With each headline, the outrage against the neglected conditions of the aircraft would roar. The widely popular movie, "Rang de Basanti" brought to light the loss of many young pilots and the political games involved (which I will not touch in this article *tsk tsk* ) It fiercely portrayed the emotions and turmoils faced by the families of victims of Mig-21 aircrafts. The "Bison" upgrade was launched in the 1990s in an attempt to modernize the aircraft. New features were being introduced such as the capability to fire medium-range-air-to-air missiles. Coming on to the harsh reality faced by the pilots who have boarded this aircraft, over 180 IAF pilots (and 40 civilians) have been killed in Mig-21 accidents since 1970, a minimum of 14 fighters crashing between 2010 and 2013. Out of the 1200 Mig fighters introduced, more than 840 aircrafts built between 1966 and 1984 were lost to crash accidents. The bitter grief attached to the continuous series of accidents led to "flying coffins" being coined. The Mig-21 Bison forms the bulk of the fighter aircraft in the IAF's inventory. IAF had to keep its MiG-21 fleet flying longer than it would have liked because of the delay in the induction of new fighters.
Replace the aging Mig-21
The LCA program (Light combat Aircraft) began in the 1980s in an attempt to replace the aging Mig-21 fighters. It was officially named 'Tejas' in 2003, which is the second supersonic jet produced by Hindustan Aeronautics Limited (HAL). There are mixed reviews for the Tejas fighter, some putting forward that it is not a match for modern-day fighters even though it is a proven improved version of the Mig-21. The CEMILAC (Centre of Military Airworthiness and Certification) confirmed Tejas as a multirole fighter with capabilities beyond visual range air to air and air to ground attack capabilities and longer endurance during mid-air refueling. In terms of Kinematics, Tejas has a significant edge over the venerable Mig-21 as it shows much more maneuverability, flexibility, and better climb rate compared to the vintage Mig-21. The cockpit layout of Mig-21 and its external view have always been viewed as a comprehensive nightmare for the pilot. Due to the low-level ejections with its CK ejection seat, it is very dangerous when the jet is flying at 300kmph leading to many unsuccessful ejections, and sadly, deaths. Mid-air collisions, engine flame-outs, bird strikes can cause botched missions. Tejas has one too many pilot-friendly features like a Digital Fly-by-Wire Control System which makes it easier to handle the aircraft, a glass cockpit along a Mk 16LG ejection seat (basically provides an easier and safer ejection method). In every aspect, Tejas outperforms the Mig-21. In 2008, the Hawk Mk. 132 was inducted for a similar purpose as Tejas.

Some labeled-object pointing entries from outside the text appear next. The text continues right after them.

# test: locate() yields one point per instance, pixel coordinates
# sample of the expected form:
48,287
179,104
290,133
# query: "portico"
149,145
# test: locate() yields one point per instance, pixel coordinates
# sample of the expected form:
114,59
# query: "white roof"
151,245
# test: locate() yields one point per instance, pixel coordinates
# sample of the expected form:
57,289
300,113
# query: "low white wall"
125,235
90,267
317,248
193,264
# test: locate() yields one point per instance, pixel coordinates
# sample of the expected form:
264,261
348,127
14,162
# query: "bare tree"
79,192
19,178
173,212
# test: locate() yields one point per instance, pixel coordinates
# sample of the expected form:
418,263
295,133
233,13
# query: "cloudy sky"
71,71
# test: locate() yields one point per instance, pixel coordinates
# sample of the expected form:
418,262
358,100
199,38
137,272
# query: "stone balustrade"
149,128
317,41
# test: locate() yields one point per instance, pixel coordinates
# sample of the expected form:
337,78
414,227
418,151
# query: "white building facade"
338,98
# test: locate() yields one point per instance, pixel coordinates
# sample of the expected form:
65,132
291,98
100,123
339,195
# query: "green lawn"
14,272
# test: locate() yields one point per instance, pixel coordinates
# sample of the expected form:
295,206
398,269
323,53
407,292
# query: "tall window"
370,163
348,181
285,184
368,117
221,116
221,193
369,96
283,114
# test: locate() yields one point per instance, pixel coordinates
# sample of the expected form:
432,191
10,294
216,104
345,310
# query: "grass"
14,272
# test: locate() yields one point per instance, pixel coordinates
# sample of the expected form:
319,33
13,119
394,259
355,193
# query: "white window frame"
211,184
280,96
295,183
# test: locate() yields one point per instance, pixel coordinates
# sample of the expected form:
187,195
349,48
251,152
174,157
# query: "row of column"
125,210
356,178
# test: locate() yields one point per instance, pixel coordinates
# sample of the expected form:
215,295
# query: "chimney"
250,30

Finally, in 2016, the much-awaited Rafale deal was signed between India and France for 36 Rafale multi-role fighter jets in fly-away condition. And for a change, India chose Dassault(a French Aerospace company) over the traditional Russian Mig. This deal is the biggest-ever procurement made by our country with the Rafales having various India-specific modifications, namely- 10-hour flight data recording, infra-red search, and tracking systems among others. Currently, about 54 Mig-21s are in active service with the Indian Air Force. IAF pilots undergo rigorous selection and training to protect our skies.
In the end
"Flying is more than a sport and more than a job; flying is pure passion and desire which fills a lifetime" -Adolf Galland
Let it not be cut short by the shortcomings of a veteran aircraft.